Stalin drowned the Bolshevik party in blood but used the language of socialism to cover for his crimesThis state of affairs form the background of Stalin's rise to power, beginning in 1924. From the outset, he made his intentions clear, to build "socialism in one country." But the entire idea of socialism is based on the worldwide overthrow of capitalism, which would be necessary in order to put the entire world's resources at the disposal of the workers of the world! Stalin's negation of one of the basics of socialism was not an anamoly, it was just part of his total negation of socialism. With Stalin at its head, a new ruling class rose to power in Russia, the Communist Party bureaucracy. This new class felt itself threatened by Western military power, and so it undertook a series of five year plans to massively industrialize the country. It sought to achieve in 5 or 10 years what the West had done in 100; it sought to create a modern industrial economy out of a country beset by backwardness. In order to begin this process, it expropriated the peasantry and forced them into gulags - much as the Enclosure Acts expropriated the peasantry, leading to the creation of the English working class. Millions starved to death in Stalin's Russia; 10 million were thrown into the gulags. Marx showed in Capital that the beginning of capitalism was not a happy and blissful affair; rather it was brutal and disgusting. He called the initial accumulation of wealth that allowed capitalism to move forward "primitive accumulation". When he wrote about it, he was writing about Britain's expropriation of the peasantry, the slave trade in the U.S. colonies that propped up the early factory system in England and the invasion and plunder of India. But the term, "primitive accumulation" also applies to Stalin's infamous 5 year plans.

The Party bureaucracy now controlled, directed and supervised every aspect of life. Planning to meet human need was not the order of the day; industrialization for the sake of arms production was. Every gain of the October revolution, from the de-criminalization of homosexuality to the right to an abortion, from the unions to the soviets themselves, were wiped out, negated and destroyed.

But did Lenin lead to Stalin? Did the workers' revolution lead directly to its antithesis? Of course not. If Lenin led to Stalin, if Leninism led to Stalinism, why did Stalin have to kill all the Leninists?

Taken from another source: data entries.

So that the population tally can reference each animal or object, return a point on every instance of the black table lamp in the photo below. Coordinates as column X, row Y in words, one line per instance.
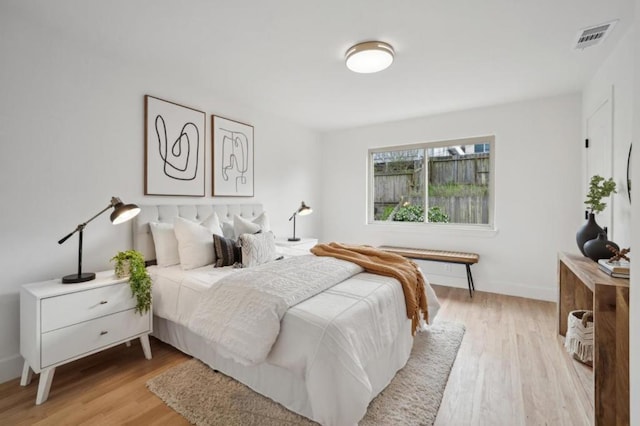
column 121, row 213
column 302, row 211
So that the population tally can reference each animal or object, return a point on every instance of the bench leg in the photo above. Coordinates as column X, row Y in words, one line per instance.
column 470, row 280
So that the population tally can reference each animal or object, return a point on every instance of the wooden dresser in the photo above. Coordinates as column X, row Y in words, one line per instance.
column 582, row 285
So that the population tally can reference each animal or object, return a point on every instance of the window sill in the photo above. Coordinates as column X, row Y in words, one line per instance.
column 480, row 231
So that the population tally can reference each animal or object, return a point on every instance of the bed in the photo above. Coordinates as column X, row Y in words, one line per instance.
column 335, row 351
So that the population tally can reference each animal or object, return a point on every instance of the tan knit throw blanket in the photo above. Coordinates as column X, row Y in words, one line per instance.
column 388, row 264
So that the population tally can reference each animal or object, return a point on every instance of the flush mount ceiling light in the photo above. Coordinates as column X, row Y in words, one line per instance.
column 369, row 57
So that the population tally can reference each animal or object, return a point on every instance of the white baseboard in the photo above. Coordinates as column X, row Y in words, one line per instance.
column 10, row 368
column 499, row 287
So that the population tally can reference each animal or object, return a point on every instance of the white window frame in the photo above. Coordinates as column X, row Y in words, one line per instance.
column 490, row 139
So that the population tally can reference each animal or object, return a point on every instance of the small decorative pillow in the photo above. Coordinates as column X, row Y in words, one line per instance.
column 257, row 248
column 195, row 246
column 212, row 222
column 166, row 244
column 263, row 221
column 227, row 251
column 245, row 226
column 227, row 230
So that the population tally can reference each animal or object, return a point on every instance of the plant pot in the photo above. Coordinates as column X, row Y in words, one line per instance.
column 579, row 339
column 596, row 249
column 588, row 231
column 122, row 270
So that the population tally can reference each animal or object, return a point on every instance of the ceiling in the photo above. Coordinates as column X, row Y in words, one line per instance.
column 287, row 56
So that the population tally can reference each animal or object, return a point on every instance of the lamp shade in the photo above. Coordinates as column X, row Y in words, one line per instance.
column 304, row 210
column 369, row 57
column 122, row 212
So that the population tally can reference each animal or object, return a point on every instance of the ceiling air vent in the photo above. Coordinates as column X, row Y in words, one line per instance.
column 591, row 36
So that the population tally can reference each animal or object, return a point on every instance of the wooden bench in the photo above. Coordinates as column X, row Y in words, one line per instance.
column 467, row 259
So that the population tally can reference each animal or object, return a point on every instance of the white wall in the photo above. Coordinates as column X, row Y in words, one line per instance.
column 71, row 132
column 617, row 73
column 620, row 72
column 537, row 170
column 634, row 298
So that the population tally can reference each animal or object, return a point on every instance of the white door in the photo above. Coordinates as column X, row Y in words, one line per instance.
column 599, row 157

By 1939, of the 21 members of the Central Committee in 1917, only 1 remained in the party leadership - Stalin! 7 were shot, 3 "disappeared", 3 were politically (and perhaps physically) liquidated and a total of 13 turned out to be "enemies of the people." Trotsky himself was an illustration of this. He organized the insurrection which had put the soviets in power; he organized the Red Army that saved Russia from being overpowered by the White armies; yet he was exiled and later assassinated in 1940 by a Stalinist agent.

The monster known as the Union of Soviet Socialist Republics, or USSR, had absolutely nothing to do with genuine socialism. It was not a union, it was an empire; there were no soviets; it was not socialist; and it was a dictatorship not a republic. The regime in Russia was not socialist, but bureaucratic state capitalist; the party bureaucracy, through its control of the state, owned the means of production, accumulated for accumulation's sake, exploited the working class, and competed with the imperialist governments of the West. Stalinism competed with the Western superpowers on their terms, using their means. Most of all, Stalinism was the gravedigger of the revolution, not its heir.